Los oficiales son de su misma opinión, prometen reprimir todo celo popular, renuevan su juramento de fidelidad y afirman que lucharán como fieras heridas. No son sólo palabras. Las tropas de Transoxiana no son menos valerosas que las de los selyuquíes. Alp Arslan sólo tiene la ventaja del número y de la edad. No la suya, se entiende, sino la de su dinastía. Pertenece a la segunda generación, animada aún por la ambición fundadora. Nasr es el quinto de su linaje, mucho más interesado por gozar de lo obtenido que por ampliarlo.

A lo largo de esos días de efervescencia, Jayyám quiere permanecer alejado de la ciudad. Desde luego no puede abstenerse de hacer de vez en cuando una breve aparición en la corte o en casa del cadí sin que parezca que los abandona en un momento de adversidad. Pero la mayoría de las veces permanece encerrado en su pabellón, ensimismado en sus trabajos o en su libro secreto, cuyas páginas emborrona con empeño, como si la guerra no existiera para él más que por la indiferente prudencia que le inspira.

Sólo Yahán le une a las realidades del drama ambiente. Cada noche le cuenta las noticias del frente y los rumores del palacio, que él escucha sin pasión manifiesta.

Sobre el terreno, el avance de Alp Arslan es lento. Torpeza de una tropa pletórica, dudosa disciplina, enfermedades, ciénagas. Resistencia también, a veces encarnizada. Un hombre en particular le hace la vida imposible al sultán; es el comandante de una fortaleza que no está lejos del río.

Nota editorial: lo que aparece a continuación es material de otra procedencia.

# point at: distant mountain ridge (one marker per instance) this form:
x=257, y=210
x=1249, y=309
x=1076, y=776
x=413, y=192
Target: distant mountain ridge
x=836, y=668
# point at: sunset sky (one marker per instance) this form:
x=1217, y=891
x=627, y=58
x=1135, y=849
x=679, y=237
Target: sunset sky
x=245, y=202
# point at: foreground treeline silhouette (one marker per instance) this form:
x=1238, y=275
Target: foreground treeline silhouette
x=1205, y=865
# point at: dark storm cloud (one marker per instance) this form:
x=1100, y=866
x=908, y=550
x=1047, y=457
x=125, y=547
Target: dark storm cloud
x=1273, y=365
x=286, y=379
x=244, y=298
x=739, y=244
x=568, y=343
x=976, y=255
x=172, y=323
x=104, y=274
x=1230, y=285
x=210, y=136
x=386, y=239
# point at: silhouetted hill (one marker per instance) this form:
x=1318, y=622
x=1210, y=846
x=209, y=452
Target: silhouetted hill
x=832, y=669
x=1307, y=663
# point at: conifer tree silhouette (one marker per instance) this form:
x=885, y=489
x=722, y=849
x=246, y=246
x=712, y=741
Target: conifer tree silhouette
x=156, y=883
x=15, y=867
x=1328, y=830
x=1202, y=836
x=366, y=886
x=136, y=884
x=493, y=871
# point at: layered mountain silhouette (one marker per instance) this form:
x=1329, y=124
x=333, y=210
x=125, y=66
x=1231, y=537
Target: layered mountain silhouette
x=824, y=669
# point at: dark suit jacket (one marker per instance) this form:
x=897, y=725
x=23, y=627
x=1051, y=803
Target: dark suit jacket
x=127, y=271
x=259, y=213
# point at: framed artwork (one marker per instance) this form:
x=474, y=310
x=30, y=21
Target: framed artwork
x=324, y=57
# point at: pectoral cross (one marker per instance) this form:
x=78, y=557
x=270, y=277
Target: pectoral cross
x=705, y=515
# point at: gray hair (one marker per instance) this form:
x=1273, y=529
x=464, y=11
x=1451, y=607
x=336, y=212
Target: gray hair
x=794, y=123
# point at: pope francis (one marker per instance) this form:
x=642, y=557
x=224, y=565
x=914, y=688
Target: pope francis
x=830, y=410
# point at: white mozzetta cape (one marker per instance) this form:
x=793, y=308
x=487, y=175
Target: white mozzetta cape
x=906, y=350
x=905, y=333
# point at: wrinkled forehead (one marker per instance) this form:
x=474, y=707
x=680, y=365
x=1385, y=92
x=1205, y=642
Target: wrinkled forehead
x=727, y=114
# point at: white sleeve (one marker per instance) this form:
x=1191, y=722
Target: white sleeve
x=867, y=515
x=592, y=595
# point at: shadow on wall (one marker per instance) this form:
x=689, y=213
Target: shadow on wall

El ejército podría rodearla y proseguir su camino, pero su retaguardia estaría poco segura, los hostigamientos aumentarían y en caso de dificultad la retirada se revelaría peligrosa. Por lo tanto, hay que acabar con ella; Alp Arslan dio la orden hace diez días y los asaltos se multiplican.

Desde Samarcanda se sigue de cerca la batalla. Cada tres días llega una paloma soltada por los defensores. El mensaje no es nunca una llamada de socorro, no describe el agotamiento de los víveres y de los hombres, sólo habla de las pérdidas del adversario, de los rumores de epidemias extendidas entre los asaltantes. De la noche a la mañana el comandante de la plaza, un tal Yussef, originario de Jwarizín, se convierte en el héroe de Transoxiana.